BT's new CEO Allison Kirkby this week called for the UK to improve its existing telecoms infrastructure.

Kirkby, who joined the company earlier this year from Swedish telco Telia, also said that the Nordics is "way ahead" of the UK in telecoms infrastructure.

Alisson Kirkby
– BT Group

She added that the government should look again at planning laws to help improve poor connectivity.

"What I would say is Scandinavia is way ahead of the UK. Part of that is very much driven by the regulatory environment, the planning environment, and the general adoption of digital skills and digital services," said Kirkby this week at a Deloitte and Enders media and telecoms conference in London.

She noted in Sweden that around 80 percent of homes are connected by entirely fiber-optic lines.

BT, through its broadband-focused subsidiary Openreach, is just over halfway into its £15 billion ($19bn) fiber rollout, aiming to deliver full fiber connectivity to 25 million homes by December 2026.

It's passed around 14 million premises, while the company's mobile brand EE, currently covers 75 percent of the UK's population with its 5G network.

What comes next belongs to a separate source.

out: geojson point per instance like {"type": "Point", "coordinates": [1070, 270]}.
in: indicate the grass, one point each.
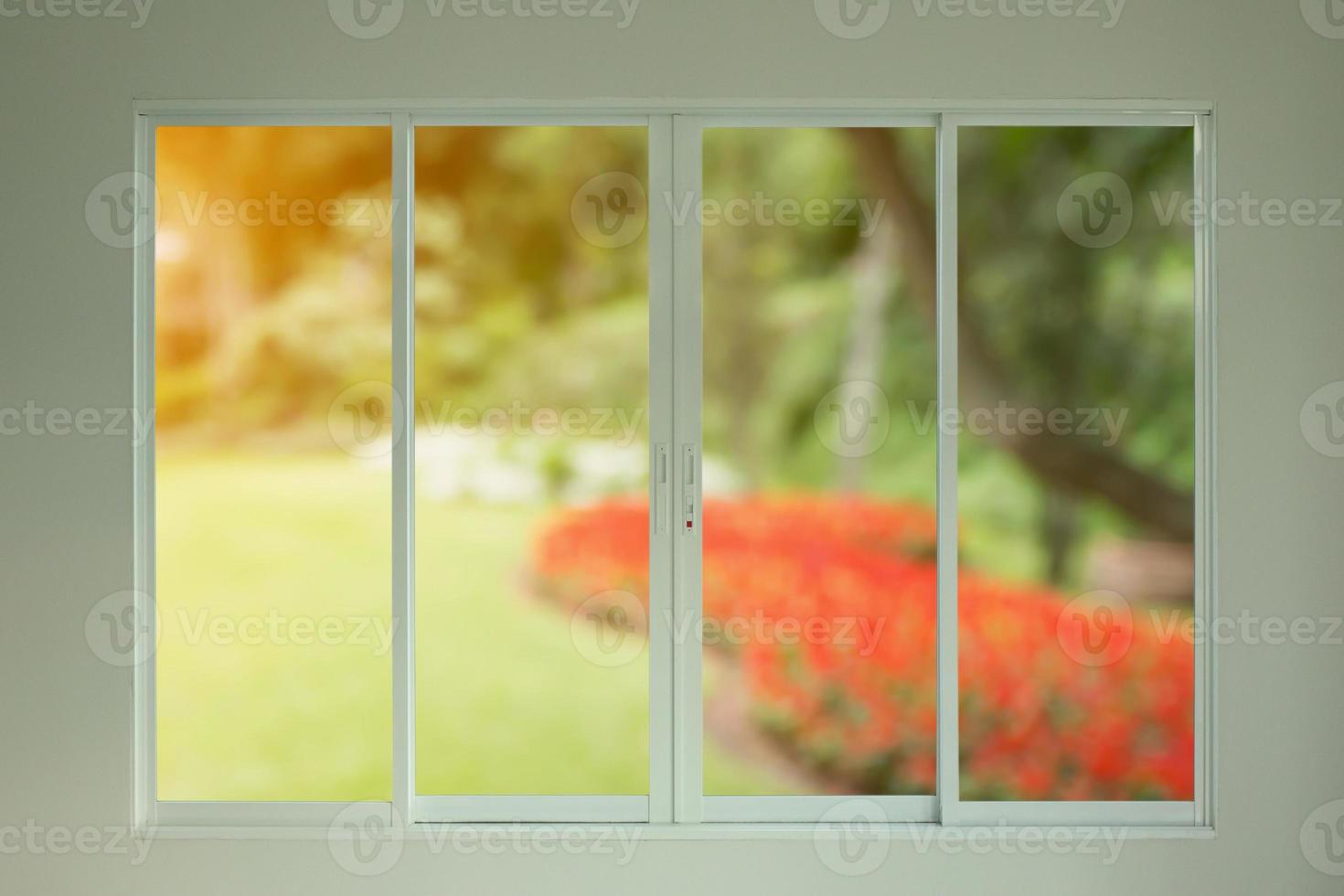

“We need to look at planning,” she said. “It’s not necessarily market structure that stops the UK having the great networks that I saw in Sweden – a lot of it is restricted by planning. The Swedes, the Norwegians, the Finnish all expected their highways, their trains, to have great connectivity wherever you were, even when you were up in the northern part of the country. A lot of what is not working in the UK is the planning legislation.”

She added that she wants to see the elected government focus on "regulatory and fiscal policy certainty.”

Since taking over at BT, Kirkby outlined plans during the company's most recent financial earnings to save a further £3 billion ($3.79bn) in costs by the end of 2029.

Last year, BT said it plans to cut 55,000 jobs by the end of the decade, affecting its operations both in the UK and globally. At the time, BT noted that its workforce was around 130,000.

The telco outlined its plans to utilize artificial intelligence to replace workers in customer service roles, with up to a fifth of these cuts coming from this part of the company.